Czego jeszcze nie można pominąć? Choćby zastygłego w winogronowym soku warkocza czurczkheli. Pełno ich na każdym miejscowym bazarze. Dawniej tradycyjną słodkość kobiety  przygotowywały żołnierzom jadącym na wojnę. Zakonserwowane orzechy nie psuły się i były wyjątkowo pożywne. W Batumi trudno zapomnieć o herbacie. Dawniej jedną z małych ojczyzn jej produkcji była właśnie  Gruzja, w której plantacje przez wiele lat stanowiły główne źródło dochodu kraju. Ostatnio Natalia Lesz, która otrzymała honorowe obywatelstwo Gruzji, przypomniała przebój Filipinek. „Batumi, ech Batumi, herbaciane pola Batumi...” specjalnie dla Polaków śpiewa się tu nawet w miejscowych klubach. 

W RYTMIE CZACZY

Gruzińska biesiada bez wątpienia jest niezapomnianym przeżyciem. Wino to esencja tutejszej kultury, a krzew winorośli urósł już niemal do miana skarbu narodowego. Uczta trwa w najlepsze, a tamada - przewodnik stołu - wznosi kolejne toasty. Za rodzinę, za gości, za przodków, za Gruzję, za przyjaźń, miłość... Co ciekawe, toasty wznoszą tylko mężczyźni. Za stołem nie ma też demokracji. Porządku pilnuje tamada i koniec. Pije się tu głównie wino, a jego produkcję podpatrzeć można choćby w Adjarian Wine House, w pobliżu wioski Acharistkali, ok. 20 km od Batumi. Gościem była tu Hillary Clinton, a w oficjalnej księdze odnalazłam wpis Lecha Wałęsy. 
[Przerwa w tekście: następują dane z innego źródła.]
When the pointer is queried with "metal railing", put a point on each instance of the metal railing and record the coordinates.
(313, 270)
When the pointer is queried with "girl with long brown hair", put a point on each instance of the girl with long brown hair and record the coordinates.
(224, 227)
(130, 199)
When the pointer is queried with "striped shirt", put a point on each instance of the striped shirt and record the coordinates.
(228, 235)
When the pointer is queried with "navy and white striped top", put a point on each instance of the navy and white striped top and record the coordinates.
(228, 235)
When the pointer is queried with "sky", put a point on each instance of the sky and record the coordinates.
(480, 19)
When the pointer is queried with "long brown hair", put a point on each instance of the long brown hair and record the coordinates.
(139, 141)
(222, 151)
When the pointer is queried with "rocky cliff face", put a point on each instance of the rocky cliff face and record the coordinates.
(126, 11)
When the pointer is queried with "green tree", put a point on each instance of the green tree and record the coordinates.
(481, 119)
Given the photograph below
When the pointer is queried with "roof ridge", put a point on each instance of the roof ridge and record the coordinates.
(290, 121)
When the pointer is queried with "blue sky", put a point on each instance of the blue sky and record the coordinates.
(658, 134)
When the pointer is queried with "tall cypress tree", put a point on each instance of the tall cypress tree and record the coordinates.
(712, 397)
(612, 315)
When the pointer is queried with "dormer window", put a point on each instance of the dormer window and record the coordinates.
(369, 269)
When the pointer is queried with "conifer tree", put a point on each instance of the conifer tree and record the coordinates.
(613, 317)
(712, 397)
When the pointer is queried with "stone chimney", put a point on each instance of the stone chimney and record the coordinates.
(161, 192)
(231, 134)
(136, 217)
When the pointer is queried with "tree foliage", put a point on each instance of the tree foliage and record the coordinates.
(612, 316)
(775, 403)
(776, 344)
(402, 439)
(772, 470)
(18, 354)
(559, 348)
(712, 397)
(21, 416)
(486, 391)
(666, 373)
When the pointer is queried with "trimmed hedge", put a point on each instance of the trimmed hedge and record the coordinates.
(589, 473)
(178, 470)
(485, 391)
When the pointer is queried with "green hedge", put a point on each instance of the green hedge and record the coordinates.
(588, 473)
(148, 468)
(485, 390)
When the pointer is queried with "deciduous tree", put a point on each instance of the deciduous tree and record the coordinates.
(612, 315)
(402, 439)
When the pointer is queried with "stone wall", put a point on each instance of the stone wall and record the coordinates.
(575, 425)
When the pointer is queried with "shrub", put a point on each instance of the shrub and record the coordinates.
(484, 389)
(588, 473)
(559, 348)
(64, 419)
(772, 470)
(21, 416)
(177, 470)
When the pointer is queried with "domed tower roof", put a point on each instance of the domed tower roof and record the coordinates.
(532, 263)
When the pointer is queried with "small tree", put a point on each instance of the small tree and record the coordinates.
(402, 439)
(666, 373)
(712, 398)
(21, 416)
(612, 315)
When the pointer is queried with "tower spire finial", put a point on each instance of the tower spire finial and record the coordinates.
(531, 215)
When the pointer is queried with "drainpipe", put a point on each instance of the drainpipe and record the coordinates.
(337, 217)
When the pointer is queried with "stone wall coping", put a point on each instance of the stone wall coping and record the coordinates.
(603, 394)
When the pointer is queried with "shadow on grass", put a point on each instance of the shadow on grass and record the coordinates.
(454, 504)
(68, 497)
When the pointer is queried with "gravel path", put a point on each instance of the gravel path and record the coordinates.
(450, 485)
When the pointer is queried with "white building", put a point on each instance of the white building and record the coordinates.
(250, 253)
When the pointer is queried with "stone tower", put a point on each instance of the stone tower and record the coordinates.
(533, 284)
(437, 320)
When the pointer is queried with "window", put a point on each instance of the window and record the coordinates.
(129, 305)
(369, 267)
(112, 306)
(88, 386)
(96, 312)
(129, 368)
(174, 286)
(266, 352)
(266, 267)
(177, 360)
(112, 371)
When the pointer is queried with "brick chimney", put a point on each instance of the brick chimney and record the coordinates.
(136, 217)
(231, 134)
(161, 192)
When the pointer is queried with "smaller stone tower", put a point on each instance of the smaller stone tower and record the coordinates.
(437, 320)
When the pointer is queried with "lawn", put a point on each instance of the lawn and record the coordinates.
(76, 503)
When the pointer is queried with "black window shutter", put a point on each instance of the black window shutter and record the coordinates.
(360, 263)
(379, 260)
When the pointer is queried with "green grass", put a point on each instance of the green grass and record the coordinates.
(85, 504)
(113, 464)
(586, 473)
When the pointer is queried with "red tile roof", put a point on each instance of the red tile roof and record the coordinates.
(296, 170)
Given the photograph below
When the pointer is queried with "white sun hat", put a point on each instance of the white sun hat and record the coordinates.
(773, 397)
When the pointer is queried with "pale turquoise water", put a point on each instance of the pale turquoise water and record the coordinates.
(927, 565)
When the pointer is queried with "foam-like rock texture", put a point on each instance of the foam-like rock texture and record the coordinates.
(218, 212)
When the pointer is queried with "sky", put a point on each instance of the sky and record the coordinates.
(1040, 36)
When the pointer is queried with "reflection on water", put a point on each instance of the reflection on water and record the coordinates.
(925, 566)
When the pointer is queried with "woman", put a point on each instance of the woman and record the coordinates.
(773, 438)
W kamiennej willi jest kameralnie i elegancko. Niektórzy twierdzą jednak, że bardziej swojsko jest w Batumi w okolicach portu. Szczególnie, gdy z 25-metrowej konstrukcji, zwanej "Wieżą Czaczy" codziennie o godz. 19 z czterech jej dystrybutorów wypływa... destylat winogronowy o mocy 43 proc., czyli gruzińska wódka czacza. Ot, taki miejscowy sposób na promocję miasta. Wyjątkowo integruje lokalną społeczność z przyjezdnymi i pozwala zapisać w pamięci dziesiątki cudownych wspomnień.